Türk Elçi saldırı amacıyla Almanya’nın SSCB’yi güneydoğu tarafından kuşatmak için Romanya ve Macaristan’da bazı askeri faaliyetlerde bulunduğuna dikkat çekti. Sovyet Elçi Smetanin’in, Almanya ve SSCB arasında saldırmazlık anlaşması bulunduğunu hatırlatması üzerine Büyükelçi Tek gülümseyerek, “Ama sadece görünüşte öyle, bu kağıt üstünde bir anlaşma…” dedi.
1940 yılında Tokyo’daki Türkiye Büyükelçiliği’nde düzenlenen 29 Ekim Cumhuriyet Bayramı resepsiyonunda Tek, Sovyet mevkidaşı Smetanin’i bir kez daha, “Almanya Avrupa zaferinin ardından mutlaka size doğru harekete geçecek” sözleriyle uyarma gereği hissetti. Rus tarihçiye göre, Türk diplomat yaptığı görüşmelerde saldırmazlık anlaşmasının Moskova’nın aleyhine olduğuna sık sık vurgu yaptı.
Vinokurov, “Temmuz 1940’ta Türkiye’nin Macaristan Büyükelçisi Ruşen Eşref Ünaydın da Sovyet Elçisi Şaronov’a Alman birliklerinin Macaristan üzerinden Romanya’ya hareket ettiğine dikkat çekti” dedi.
Benzer şekilde 4 Ocak 1941’te Türkiye’nin Berlin Büyükelçiliği Maslahatgüzarı Alkent, Sovyet Büyükelçisi V. Dekanozov’a Almanya’nın Sovyetlere saldıracağı konusunda uyarıda bulundu. 13 Ocak’ta Türk diplomat Sovyet mevkidaşıyla yaptığı bir diğer görüşmede Romanya-SSCB sınırında çok sayıda Nazi askerinin bulunduğunu söyledi.
Adı yeniden değişebilir
1956’da düzenlenen Sovyetler Birliği Komünist Partisi 20. Kongresi’nde Genel Sekreter Nikita Kruşçev’in Stalin dönemini eleştirmesinin ardından 10 Kasım 1956’da Stalingrad’ın adı Volgograd olarak değiştirildi.
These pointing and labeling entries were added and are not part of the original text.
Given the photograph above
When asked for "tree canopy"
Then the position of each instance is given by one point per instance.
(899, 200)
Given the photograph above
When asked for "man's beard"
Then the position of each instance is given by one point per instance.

Özellikle her 9 Mayıs öncesi Rusya’da kente yeniden eski adının verilmesiyle ilgili tartışmalar yaşanıyor.
Devlet Başkanı Vladimir Putin, 80. yıl dönümü öncesine yaptığı açıklamada, 2. Dünya Savaşı yıllarında Stalingrad’da dünyanın kaderinin tayin edildiğini söyledi.
Volgograd kentinde düzenlenen forumda konuşan Putin, “Düşman Volga kıyılarında durduruldu ve bozguna uğratıldı. Nazi savaş makinesine kesin bir darbe indirildi. Savaşta radikal bir dönüm noktası sağlandı, Batı’ya, Berlin’e, çok yakında, yani 9 Mayıs’ta 80. yıl dönümünü büyük bir coşkuyla kutlayacağımız Büyük Zafer’e giden yol açıldı” dedi.
Rusya lideri Putin, Volgograd havalimanına dönemin Sovyet lideri Stalin’in ismini taşıyan “Stalingrad” adının verilmesi talebine destek vererek, ilgili kararnameyi de imzaladı.
Volgograd kentinin isminin Stalingrad olarak değiştirilmesi konusunu da ele alacağı sözünü veren Putin, kent sakinlerinin alacağı karara göre adım atacağını belirterek, “Kararı kent sakinleri verecek. Onlara sormamız lazım” diye konuştu.